EU-South Korea research group is pioneering the use of photon-based hardware chips to help reduce the energy consumption of artificial intelligence datacentres

An international research effort is mobilising to develop chips with the potential to reduce the energy consumption of artificial intelligence (AI) datacentres by using light instead of electricity to process information.

The work is being pioneered by a team of scientists from Europe and South Korea, working together as the Haetae consortium, who have already received €1.49m in funding from the European Union (EU) to financially support their work.

According to the group, the chips they have under development could be up to 10 times more energy efficient than what is currently available, and could pave the way for faster, greener and more secure cloud and digital services in the years to come.

“By using light rather than electricity to perform calculations, we can make AI dramatically faster and far more energy-efficient, while opening the door to entirely new computing capabilities,” said Haetae project coordinator Miltiadis Moralis. “To put it simply, if we think of today’s AI hardware as a steam engine, this new photonics technology has jet propulsion.”

This is because light, in the form of photons, can travel at high speed and generate far less heat than relying on electrons to do the same job, said Moralis, adding: “Photonics offers a way to keep digital services improving without driving energy consumption through the roof.

“For everyday users, this could translate into faster and more responsive AI services, from digital assistants to real-time translation and search; lower energy bills and reduced environmental impact, as datacentres consume less electricity; and improved digital healthcare, transport and communication systems, powered by ultra-efficient AI.”

And this is important, as outlined by the organisation, because the energy demands of AI workloads at a datacentre level are rising rapidly and are putting increasingly high pressure on the continent’s energy grids.

According to long-term modelling by Copenhagen Infrastructure Partners and think tank Europa in its Powering the future – A vision for Europe’s energy system in 2050 report, the growing demand for digital services across the continent will require huge investments in energy generation and network capacity.

Europe alone will need to dramatically generate more electricity, embark on a massive renewable expansion and have a far smarter grid by 2050 to meet rising digital and industrial demand, the report claims.

There is also significance about this work being a joint research venture between groups of scientists from Europe and South Korea, with the former group bringing its knowledge and experience in photonics to bear on the latter group’s strength in semi-conductor manufacturing, said Moralis.

“Future computing will be built through international collaboration.

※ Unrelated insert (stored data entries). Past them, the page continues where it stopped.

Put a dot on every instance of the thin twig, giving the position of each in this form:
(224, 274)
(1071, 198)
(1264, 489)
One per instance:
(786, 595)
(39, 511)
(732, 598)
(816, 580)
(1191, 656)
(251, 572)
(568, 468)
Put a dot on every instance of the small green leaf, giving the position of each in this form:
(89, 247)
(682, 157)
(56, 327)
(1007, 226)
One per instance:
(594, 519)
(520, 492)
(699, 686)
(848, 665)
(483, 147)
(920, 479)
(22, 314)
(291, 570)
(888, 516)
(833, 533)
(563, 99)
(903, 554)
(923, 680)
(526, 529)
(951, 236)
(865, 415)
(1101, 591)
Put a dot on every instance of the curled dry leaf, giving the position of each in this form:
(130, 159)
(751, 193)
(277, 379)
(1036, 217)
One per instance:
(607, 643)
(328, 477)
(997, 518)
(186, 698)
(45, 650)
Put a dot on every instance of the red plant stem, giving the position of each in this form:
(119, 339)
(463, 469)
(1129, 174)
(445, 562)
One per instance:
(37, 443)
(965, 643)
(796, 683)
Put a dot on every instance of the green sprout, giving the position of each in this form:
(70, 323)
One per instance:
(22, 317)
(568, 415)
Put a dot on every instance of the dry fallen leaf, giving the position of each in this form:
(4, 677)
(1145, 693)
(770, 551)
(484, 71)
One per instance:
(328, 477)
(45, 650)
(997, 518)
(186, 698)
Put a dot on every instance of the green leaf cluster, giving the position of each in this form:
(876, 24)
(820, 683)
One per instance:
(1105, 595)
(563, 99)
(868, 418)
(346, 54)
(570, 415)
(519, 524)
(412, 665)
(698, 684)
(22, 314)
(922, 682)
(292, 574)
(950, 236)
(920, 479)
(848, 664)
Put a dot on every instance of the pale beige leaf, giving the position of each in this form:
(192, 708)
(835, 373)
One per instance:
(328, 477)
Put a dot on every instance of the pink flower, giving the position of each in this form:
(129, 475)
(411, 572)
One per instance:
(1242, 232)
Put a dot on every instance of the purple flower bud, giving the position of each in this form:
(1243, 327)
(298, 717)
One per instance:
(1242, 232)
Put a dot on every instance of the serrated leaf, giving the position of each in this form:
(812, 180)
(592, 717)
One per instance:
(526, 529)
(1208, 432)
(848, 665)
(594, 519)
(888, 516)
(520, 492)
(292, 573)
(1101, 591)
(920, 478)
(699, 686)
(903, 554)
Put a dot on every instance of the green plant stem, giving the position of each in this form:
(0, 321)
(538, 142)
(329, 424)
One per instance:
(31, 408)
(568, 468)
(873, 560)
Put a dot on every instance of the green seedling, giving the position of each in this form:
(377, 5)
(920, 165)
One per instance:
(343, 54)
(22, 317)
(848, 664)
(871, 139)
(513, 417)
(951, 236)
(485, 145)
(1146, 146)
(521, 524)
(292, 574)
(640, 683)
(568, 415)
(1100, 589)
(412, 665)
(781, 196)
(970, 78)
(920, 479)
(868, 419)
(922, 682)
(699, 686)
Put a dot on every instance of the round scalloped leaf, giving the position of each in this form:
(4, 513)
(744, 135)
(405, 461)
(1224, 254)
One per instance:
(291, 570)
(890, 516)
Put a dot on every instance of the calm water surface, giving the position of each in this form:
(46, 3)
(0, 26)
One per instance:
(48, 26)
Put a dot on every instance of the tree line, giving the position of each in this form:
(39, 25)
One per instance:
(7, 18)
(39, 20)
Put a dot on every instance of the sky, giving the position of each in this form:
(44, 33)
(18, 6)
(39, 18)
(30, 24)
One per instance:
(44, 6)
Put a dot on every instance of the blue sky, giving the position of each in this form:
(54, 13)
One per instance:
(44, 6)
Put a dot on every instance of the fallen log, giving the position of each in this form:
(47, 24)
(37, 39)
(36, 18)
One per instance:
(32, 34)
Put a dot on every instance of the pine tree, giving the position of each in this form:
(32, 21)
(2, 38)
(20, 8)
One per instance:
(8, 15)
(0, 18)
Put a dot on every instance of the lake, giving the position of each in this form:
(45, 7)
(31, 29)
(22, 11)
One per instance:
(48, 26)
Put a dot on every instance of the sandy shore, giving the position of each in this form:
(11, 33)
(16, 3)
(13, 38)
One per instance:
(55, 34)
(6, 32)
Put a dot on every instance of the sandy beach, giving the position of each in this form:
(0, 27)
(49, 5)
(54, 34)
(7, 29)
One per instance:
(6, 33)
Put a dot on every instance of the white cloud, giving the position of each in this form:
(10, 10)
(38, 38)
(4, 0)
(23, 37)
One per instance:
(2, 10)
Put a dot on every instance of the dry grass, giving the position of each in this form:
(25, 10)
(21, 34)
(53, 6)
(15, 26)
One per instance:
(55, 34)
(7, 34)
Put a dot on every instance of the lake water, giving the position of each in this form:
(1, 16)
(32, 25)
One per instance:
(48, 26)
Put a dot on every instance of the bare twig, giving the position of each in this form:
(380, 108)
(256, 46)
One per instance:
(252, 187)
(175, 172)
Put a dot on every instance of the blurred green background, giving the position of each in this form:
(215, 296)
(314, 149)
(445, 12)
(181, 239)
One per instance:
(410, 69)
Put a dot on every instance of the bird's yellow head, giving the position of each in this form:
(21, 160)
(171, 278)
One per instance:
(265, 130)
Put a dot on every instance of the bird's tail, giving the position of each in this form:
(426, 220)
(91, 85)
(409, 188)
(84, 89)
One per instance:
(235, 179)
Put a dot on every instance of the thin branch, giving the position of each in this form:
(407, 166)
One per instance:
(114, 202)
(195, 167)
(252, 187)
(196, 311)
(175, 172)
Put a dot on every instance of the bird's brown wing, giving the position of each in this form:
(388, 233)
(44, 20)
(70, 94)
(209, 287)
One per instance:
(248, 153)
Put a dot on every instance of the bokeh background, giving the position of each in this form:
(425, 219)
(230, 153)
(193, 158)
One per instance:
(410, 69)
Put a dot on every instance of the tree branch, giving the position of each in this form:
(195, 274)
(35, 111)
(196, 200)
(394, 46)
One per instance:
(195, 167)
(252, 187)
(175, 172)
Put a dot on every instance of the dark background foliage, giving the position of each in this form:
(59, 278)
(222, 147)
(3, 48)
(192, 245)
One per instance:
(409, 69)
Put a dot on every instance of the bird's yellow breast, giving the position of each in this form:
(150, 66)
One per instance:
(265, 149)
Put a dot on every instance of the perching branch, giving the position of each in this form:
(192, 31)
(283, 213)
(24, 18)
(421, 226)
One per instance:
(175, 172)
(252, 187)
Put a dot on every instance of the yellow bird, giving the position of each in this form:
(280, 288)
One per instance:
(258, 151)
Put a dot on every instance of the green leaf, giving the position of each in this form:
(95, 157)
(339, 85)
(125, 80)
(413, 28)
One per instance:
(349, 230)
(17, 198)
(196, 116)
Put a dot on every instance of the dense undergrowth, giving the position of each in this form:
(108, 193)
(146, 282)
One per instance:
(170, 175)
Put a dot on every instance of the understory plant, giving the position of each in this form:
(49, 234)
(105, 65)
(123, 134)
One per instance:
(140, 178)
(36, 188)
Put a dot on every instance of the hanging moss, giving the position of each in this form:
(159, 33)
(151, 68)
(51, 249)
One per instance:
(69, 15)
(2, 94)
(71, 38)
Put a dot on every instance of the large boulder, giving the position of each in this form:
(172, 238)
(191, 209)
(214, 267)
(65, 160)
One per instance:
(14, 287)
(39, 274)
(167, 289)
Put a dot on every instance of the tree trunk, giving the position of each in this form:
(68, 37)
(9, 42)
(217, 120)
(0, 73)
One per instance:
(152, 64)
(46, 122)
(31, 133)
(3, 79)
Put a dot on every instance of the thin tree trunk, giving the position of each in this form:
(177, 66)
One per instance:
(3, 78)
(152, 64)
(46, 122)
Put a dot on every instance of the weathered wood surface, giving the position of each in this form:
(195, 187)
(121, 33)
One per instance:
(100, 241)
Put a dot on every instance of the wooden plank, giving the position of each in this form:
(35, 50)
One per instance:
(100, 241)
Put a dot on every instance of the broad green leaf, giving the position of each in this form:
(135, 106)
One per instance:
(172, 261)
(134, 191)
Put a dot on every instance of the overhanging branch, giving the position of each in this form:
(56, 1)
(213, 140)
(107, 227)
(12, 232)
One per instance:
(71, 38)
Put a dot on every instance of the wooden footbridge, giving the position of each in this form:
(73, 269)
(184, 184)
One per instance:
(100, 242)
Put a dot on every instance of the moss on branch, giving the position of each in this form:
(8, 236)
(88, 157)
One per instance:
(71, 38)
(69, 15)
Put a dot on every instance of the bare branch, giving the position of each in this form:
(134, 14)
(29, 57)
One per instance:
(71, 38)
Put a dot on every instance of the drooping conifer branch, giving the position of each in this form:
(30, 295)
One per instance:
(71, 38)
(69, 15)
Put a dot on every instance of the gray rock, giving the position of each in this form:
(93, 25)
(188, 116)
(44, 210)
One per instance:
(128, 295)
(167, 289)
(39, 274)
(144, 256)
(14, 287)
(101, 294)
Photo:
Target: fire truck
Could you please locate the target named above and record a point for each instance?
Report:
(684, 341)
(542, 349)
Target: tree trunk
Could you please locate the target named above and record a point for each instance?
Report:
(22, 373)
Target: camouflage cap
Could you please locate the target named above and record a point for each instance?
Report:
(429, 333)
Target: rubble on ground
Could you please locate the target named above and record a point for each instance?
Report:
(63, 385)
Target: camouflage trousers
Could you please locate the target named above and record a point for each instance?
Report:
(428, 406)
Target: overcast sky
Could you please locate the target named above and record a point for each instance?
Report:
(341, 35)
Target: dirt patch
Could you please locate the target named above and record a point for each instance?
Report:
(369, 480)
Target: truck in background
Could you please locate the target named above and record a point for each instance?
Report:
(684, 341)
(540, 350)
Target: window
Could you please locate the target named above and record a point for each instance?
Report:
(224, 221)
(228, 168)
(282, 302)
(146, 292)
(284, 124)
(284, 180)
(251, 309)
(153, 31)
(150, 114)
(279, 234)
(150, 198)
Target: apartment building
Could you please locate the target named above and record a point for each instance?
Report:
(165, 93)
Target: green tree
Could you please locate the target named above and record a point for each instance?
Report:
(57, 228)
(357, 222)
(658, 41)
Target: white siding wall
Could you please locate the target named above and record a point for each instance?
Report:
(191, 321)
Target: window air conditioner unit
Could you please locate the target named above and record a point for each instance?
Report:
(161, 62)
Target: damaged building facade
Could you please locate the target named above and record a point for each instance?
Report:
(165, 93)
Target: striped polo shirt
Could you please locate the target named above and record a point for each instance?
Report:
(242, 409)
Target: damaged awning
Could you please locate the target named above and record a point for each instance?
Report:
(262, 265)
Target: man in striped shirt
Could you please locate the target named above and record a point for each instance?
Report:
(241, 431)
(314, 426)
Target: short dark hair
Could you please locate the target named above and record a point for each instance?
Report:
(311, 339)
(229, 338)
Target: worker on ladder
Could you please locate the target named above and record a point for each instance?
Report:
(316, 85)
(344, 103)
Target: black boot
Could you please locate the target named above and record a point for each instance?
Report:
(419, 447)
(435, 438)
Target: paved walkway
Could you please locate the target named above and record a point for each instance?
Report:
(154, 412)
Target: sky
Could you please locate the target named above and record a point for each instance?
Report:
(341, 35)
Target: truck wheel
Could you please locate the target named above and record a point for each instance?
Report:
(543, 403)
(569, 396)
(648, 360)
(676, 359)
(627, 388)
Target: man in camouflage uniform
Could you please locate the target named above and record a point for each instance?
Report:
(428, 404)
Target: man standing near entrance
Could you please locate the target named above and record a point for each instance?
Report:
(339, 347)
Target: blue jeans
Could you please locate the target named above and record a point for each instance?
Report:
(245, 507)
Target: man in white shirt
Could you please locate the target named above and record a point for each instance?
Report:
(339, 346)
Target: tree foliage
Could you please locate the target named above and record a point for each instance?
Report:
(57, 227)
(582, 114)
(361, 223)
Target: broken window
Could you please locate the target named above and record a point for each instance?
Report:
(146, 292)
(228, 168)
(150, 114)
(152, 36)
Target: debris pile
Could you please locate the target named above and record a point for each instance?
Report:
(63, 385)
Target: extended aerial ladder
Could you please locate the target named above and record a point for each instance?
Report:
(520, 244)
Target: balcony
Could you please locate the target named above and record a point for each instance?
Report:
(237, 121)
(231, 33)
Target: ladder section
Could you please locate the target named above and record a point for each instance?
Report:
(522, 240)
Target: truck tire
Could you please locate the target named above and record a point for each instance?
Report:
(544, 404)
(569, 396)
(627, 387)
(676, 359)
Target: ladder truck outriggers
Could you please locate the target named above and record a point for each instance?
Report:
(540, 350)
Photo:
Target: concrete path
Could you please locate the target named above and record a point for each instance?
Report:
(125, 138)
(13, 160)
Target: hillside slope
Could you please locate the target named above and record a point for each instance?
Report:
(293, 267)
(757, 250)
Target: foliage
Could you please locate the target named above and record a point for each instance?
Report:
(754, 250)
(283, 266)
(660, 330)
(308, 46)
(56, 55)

This partnership allows Europe and South Korea to combine complementary strengths and push the boundaries of what AI hardware can achieve,” he said.

A major share of the project’s European research contribution is being led out of Greece, said Moralis, due to the country’s leading position in photonics, optical computing and advanced semiconductor research.

“Greece has become one of Europe’s most dynamic centres for photonics and optical computing research,” he said. “Haetae reflects how European innovation can thrive through strong academic foundations combined with deep international collaboration.”